A 4F2 architecture is defined as having a memory cell at each and every possible location, that being each and every crossing of WL and BL, with the cell being 2F x 2F. This is in fact what we see on this Samsung DRAM, so maybe we are looking at the first 4F2 architecture. But let’s look just a bit closer to be sure.

We compared the poly and active layout under the array between the 48 nm SDRAM and this new one. The images are shown below. As can be seen, both have very similar layouts. The angle of the active silicon (diffusion) direction is about the same. The active areas are ovals. Each diffusion has two wordlines crossing it. There is a gap between all the active areas, such that a third WL does not cross active on this diagonal active direction.

Samsung K4B1G0846F 48nm 1 Gb DDR3 SDRAM,
Poly and Active Area Image under Cell Array

Samsung K4B2G0846D 2Gb DDR3 SDRAM,
Poly Remnants and Active Areas under Cell Array
This new DRAM clearly has a very similar cell layout to the previous one. In both cases the wordlines do not have a transistor under them at every possible location that a transistor would fit. Rather, one of every three possible transistor locations is filled with a break in the diffusion stripe. This is really a better definition of a 6F2 cell, since in a 6F2 architecture 2/3 of the WL/BL intersections are filled with storage cells. As we noted above, a 4F2 cell really should have transistors at every possible transistor location.



When we look at the pitch of the diffusions in this new DRAM, we see it is much tighter. In fact, along the WL direction the diffusion pitch is now 64 nm, whereas in the 48 nm SDRAM this pitch was 96 nm. So if you take half the minimum pitch in the chip as the node, this is a 32-nm part (ITRS 2009 still defines F as half the contacted M1 pitch, which would be 48 nm).
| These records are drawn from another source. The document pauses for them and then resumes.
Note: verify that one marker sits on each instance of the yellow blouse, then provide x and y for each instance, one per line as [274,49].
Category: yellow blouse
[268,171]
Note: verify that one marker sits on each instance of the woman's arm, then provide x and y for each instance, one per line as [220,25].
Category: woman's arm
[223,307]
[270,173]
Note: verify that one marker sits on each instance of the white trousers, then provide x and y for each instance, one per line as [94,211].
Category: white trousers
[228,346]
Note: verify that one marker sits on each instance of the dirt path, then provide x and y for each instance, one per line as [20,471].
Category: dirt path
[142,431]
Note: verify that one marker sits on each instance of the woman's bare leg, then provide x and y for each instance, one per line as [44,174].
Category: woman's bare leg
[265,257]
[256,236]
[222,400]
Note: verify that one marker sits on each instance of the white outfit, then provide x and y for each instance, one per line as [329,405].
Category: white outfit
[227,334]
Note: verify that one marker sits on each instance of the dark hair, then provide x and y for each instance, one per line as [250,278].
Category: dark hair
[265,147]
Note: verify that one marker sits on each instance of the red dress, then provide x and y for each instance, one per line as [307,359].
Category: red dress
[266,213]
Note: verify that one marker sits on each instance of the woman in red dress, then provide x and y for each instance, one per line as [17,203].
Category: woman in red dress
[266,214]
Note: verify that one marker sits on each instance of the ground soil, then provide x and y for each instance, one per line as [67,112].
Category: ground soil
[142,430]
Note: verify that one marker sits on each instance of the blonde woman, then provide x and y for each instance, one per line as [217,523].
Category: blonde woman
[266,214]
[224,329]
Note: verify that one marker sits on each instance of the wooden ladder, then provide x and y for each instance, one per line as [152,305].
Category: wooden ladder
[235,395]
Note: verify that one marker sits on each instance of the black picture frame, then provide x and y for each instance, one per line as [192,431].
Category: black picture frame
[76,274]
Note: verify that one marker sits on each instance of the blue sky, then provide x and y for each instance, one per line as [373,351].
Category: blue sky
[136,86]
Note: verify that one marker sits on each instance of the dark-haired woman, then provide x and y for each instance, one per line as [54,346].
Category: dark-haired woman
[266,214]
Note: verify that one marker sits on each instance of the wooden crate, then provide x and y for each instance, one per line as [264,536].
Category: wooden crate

So, do we have a 32 nm node, and a 6F2 architecture? Maybe. The only issue is that if we use 32 nm as F, then when we plug that into the 6F2 equation we get 0.0061 um2 as the cell size. However, the cell size is actually 0.0092 um2. If we use that number and use the equation to calculate F we find that F=39nm. Soâ??¦ do we call this a 32 nm or a 39 nm node? It depends how you calculate it – either way it’s a 3x!

So, although it’s a little disappointing that I don’t think we can announce the worlds first 4F2 DRAM, we can announce the worlds smallest node, 32 or 39 nm, production 6F2 DRAM.

Samsung have had to put in a few process tweaks to squeeze the cells into the much smaller area, mostly at the transistor and STI level. We’re still looking at it, so we may not have the whole story yet, but some of what we’ve seen so far is:
• Ti-? (likely TiN)-gate buried wordline transistors
• STI filled with nitride in the array
• Bitlines at the same level as peripheral transistors
Our up-coming reports will give many more details on this fascinating part.